The Wembley Stadium Rally. A two day public festival organised by the Reunification movement. The crowd exceeds the stadium's 100, 000 capacity by a terrifying 20%, but luckily the electrified fences and deep concrete moat should prevent their getting up to mischief. Sheldrake, devious, enigmatic Fuhrer in waiting, the directors of the big four, American ambassador Sam Exsmith, and King's Jays have long colluded on the project, though, as we are soon to discover, each man ruthlessly pursues his own agenda, and one of them just happens to be sharper and better at doing so than the others. Things start to fall apart for the Directors during a rousing terrace rendition of Abide With Me ("... "change and decay in all around I see...") when a rocket launched from the crowd shoots down the helicopter flying in the EEC dignitaries, incinerating them instantly. The crowd panic, tear down the fences and pile into the moat ....

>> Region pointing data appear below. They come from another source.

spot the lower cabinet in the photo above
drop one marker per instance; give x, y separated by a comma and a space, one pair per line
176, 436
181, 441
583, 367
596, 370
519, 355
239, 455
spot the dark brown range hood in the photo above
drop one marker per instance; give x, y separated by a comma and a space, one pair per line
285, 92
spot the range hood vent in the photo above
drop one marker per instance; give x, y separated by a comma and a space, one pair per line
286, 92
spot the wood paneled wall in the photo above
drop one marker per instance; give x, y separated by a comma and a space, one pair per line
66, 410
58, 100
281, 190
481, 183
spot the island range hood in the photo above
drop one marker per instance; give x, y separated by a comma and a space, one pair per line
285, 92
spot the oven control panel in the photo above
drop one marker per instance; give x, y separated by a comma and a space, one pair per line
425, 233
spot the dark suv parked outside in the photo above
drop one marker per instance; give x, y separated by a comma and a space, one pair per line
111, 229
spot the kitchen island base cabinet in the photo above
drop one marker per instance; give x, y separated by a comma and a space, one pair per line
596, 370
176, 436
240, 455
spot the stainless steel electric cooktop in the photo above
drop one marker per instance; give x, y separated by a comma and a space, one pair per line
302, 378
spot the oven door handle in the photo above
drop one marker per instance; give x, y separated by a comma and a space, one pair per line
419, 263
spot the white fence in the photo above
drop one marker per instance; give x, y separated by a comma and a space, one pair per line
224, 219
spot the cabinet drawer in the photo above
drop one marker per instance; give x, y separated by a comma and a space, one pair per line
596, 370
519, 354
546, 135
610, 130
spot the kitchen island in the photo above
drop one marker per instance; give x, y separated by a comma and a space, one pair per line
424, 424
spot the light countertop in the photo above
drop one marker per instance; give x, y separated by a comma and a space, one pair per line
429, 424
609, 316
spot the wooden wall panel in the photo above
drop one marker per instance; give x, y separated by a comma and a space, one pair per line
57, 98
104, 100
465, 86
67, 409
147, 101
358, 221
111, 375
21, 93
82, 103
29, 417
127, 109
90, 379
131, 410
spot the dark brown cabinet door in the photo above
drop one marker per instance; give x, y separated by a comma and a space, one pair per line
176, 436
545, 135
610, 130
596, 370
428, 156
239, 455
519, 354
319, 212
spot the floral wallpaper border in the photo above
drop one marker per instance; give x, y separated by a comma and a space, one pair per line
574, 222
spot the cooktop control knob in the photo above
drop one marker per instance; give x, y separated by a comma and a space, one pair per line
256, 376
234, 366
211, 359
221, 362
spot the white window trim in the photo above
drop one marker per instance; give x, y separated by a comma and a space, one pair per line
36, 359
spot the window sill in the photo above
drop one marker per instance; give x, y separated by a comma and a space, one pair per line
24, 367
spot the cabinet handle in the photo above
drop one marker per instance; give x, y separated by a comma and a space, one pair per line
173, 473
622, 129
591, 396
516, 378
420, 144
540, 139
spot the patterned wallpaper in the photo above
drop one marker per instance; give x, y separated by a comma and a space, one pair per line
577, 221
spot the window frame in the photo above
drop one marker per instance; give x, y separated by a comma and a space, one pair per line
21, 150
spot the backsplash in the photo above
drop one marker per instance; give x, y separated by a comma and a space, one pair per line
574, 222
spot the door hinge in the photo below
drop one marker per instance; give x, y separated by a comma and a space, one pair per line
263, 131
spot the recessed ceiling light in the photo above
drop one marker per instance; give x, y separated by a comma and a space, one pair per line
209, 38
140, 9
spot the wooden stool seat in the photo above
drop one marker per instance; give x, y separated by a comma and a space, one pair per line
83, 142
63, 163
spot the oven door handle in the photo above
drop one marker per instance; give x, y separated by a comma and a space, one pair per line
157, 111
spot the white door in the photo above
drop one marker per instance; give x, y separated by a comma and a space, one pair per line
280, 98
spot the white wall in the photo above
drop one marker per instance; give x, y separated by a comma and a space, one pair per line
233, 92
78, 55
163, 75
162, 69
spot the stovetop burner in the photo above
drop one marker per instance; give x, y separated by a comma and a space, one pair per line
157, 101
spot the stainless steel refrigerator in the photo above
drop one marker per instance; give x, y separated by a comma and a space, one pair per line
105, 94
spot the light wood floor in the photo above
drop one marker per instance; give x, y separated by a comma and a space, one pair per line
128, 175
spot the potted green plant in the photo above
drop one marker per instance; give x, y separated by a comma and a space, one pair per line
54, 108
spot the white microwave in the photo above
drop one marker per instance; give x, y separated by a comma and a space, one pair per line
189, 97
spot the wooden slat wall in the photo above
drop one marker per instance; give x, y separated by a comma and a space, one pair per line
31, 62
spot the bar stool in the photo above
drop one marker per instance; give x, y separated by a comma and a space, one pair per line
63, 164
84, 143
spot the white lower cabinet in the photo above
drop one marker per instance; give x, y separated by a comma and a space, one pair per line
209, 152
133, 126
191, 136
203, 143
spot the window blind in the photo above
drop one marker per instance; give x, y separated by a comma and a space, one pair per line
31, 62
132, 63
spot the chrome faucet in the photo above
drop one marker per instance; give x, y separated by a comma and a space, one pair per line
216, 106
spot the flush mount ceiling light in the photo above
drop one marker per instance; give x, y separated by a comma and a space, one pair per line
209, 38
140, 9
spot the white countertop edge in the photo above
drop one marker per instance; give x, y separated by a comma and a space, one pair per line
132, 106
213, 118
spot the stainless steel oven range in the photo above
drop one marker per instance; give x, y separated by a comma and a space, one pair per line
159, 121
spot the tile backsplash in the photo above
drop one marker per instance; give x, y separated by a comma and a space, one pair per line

As you've likely guessed, the disaster triggers a countrywide orgy of torture and murder (the worst excesses occur off-page). The fabled silent majority are by now so desperate for some semblance of social stability they no longer care how it's achieved or by whom. With scores settled and all troublesome parties executed, the new order deliver on their promise of a shiny, prosperous Albion. Turned out nice again.
Not quite the novel you'd maybe expect from the slightly sexed-up blurb, but a compelling, ultra-bleak read all the same as the author clinically charts England/ Britain's decline (the two seem to be interchangeable) from her "traditional role of leaders and law-giver" to inconsequential satellite of the reffing U.S.A.